Tornado Alley. It’s where I used to call home. And watching the massive twister rip through Moore, Okla., on Monday brought back a flood of memories.
I’m a Californian now, but I spent my childhood and young adult years in the Midwest: Texas and Nebraska mostly. So do I know about tornadoes? Of course. You don’t grow up in Tornado Alley and not know tornadoes.
Many people here tell me they prefer our relatively rare earthquakes to the Midwest’s frequent storms. But not me. Yes, as we saw Monday, tornadoes can be deadly. But at least with twisters, you usually have some warning.
Although I confess, sometimes the warnings don’t take. I remember a family dinner one Sunday in Nebraska. Yes, it was raining. Yes, the clouds were dark. Yes, it was windy. But we’d seen worse. So when the siren sounded, we assumed it was lightning striking a pole and setting it off, not a real tornado. We kept eating. Not until we turned on the TV while clearing the dishes did we learn that a twister had touched down near the airport.
But you usually don’t need a siren to tell you when things are turning bad. When spring comes, you watch the sky, and you learn the signs.
First, bad storms have a certain look: Ominous, dark clouds, often with an odd greenish tint, which can indicate hail. Then, a sudden temperature drop -- it can be near 100 degrees and sweltering one minute, almost cold the next. And most chilling of all, a stillness that’s like nothing else I’ve ever experienced: From strong winds whipping the trees to a clammy calm in seconds. If you weren’t afraid before, you are then.
Once, I stood in an open field behind my apartment in Omaha in just such conditions and watched a rotating cloud pass directly overhead -- a twister in the making. Why no tornado? Beats me -- and it probably stumps scientists too.
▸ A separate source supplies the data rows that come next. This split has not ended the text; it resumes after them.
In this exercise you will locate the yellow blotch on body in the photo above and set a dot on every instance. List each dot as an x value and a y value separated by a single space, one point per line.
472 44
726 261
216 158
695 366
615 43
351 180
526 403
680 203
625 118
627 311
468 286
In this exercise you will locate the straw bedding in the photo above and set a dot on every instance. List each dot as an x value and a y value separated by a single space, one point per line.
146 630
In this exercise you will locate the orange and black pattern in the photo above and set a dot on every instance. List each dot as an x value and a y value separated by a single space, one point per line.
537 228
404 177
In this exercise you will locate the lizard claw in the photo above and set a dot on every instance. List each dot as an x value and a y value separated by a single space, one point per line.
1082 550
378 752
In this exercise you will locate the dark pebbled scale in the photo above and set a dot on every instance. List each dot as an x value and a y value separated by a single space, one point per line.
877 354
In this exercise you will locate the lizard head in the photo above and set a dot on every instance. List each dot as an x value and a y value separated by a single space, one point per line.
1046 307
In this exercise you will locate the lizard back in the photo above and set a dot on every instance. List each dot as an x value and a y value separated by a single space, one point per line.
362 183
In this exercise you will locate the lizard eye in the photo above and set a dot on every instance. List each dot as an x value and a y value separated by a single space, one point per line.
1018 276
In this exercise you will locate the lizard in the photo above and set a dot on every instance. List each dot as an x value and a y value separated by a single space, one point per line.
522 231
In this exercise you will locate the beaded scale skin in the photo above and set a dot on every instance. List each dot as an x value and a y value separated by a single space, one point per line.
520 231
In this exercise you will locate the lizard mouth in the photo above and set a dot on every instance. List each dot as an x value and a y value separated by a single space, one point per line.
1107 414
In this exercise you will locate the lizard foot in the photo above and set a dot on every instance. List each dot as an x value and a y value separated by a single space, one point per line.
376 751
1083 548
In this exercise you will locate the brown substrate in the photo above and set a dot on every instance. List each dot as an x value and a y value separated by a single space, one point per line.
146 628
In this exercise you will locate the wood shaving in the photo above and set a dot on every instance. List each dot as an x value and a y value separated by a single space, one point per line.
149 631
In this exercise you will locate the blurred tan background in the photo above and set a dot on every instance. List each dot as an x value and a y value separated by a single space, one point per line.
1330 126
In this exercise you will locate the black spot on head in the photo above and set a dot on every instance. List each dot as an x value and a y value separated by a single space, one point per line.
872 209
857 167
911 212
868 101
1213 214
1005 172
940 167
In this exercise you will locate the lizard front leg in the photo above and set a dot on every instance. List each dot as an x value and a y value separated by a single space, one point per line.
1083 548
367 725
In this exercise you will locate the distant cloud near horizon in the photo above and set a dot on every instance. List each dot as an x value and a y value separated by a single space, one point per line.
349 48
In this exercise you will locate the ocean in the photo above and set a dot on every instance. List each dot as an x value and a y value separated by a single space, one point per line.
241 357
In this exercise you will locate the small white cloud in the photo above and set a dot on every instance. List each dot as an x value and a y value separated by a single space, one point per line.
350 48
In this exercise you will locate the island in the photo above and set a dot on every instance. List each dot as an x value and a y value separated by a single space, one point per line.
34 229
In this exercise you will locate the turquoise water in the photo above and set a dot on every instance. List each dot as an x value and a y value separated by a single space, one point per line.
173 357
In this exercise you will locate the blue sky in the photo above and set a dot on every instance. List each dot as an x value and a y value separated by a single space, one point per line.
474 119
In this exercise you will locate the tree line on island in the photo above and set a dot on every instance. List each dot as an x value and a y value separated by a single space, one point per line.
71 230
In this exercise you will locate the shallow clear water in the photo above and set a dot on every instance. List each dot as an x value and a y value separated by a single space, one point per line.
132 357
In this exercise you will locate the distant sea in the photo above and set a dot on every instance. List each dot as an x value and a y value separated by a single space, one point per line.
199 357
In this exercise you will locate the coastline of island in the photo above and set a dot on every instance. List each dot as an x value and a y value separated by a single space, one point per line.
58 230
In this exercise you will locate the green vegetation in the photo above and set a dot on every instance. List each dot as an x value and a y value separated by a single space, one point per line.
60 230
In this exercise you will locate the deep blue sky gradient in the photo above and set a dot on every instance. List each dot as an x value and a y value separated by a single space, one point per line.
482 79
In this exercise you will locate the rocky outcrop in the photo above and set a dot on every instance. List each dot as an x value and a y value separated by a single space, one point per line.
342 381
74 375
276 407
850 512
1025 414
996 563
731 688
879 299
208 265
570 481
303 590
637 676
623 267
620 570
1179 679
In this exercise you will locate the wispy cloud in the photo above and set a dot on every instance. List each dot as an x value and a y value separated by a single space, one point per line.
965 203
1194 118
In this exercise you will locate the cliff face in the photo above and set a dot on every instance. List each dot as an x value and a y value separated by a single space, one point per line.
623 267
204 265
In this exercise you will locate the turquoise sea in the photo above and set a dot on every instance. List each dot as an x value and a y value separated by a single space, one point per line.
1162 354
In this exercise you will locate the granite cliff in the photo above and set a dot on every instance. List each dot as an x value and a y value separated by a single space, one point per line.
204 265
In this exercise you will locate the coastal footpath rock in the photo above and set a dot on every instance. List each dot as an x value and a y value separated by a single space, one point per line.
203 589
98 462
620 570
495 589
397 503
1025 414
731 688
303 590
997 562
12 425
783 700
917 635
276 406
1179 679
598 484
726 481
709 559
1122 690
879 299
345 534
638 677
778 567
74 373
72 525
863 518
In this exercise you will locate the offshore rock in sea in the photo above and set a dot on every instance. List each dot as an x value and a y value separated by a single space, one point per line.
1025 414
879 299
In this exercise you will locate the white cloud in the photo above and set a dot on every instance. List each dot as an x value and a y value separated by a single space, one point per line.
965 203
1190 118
Within a year, though, Omaha was devastated by an F4 storm; I could see it from afar as I drove home, the afternoon sky black as night. It narrowly missed my brother’s house. And yes, his wife reported when she came out of their basement, shaken but safe, it did sound like a freight train.
There were other close calls. Like the night as a young boy in Texas that Mom and Dad roused us from our beds in our trailer home; we drove to a nearby gas station that had a cement wall and some sort of roof to shelter the car. When the wind died after a few minutes, we went back -- but our trailer was now on its side. I remember my brother’s crushed bike being stuck into the side when the trailer was righted.
And another night -- now living in a different trailer in a different town in Texas -- huddled in a storm cellar, two grown men struggling to hold the doors shut against the howling wind.
I recall an evening with my family at a drive-in movie, and in the distance, as lightning flashed, getting brief glimpses of three or four funnel clouds on the horizon. And yes, we stayed for the end of the movie!
It’s been many, many years since I lived in Tornado Alley. But seeing the Oklahoma twister, I pictured those poor folks huddled in their homes, or their schools, or even their cars. I hoped that perhaps the local building codes called for storm cellars, or basements, or some place that offered protection. Because when a big tornado is bearing down on you, the bathtub isn’t much protection.
It will be a hard night in Moore, followed by many hard days and weeks. And unfortunately, if I know Tornado Alley, it will be another town’s turn soon.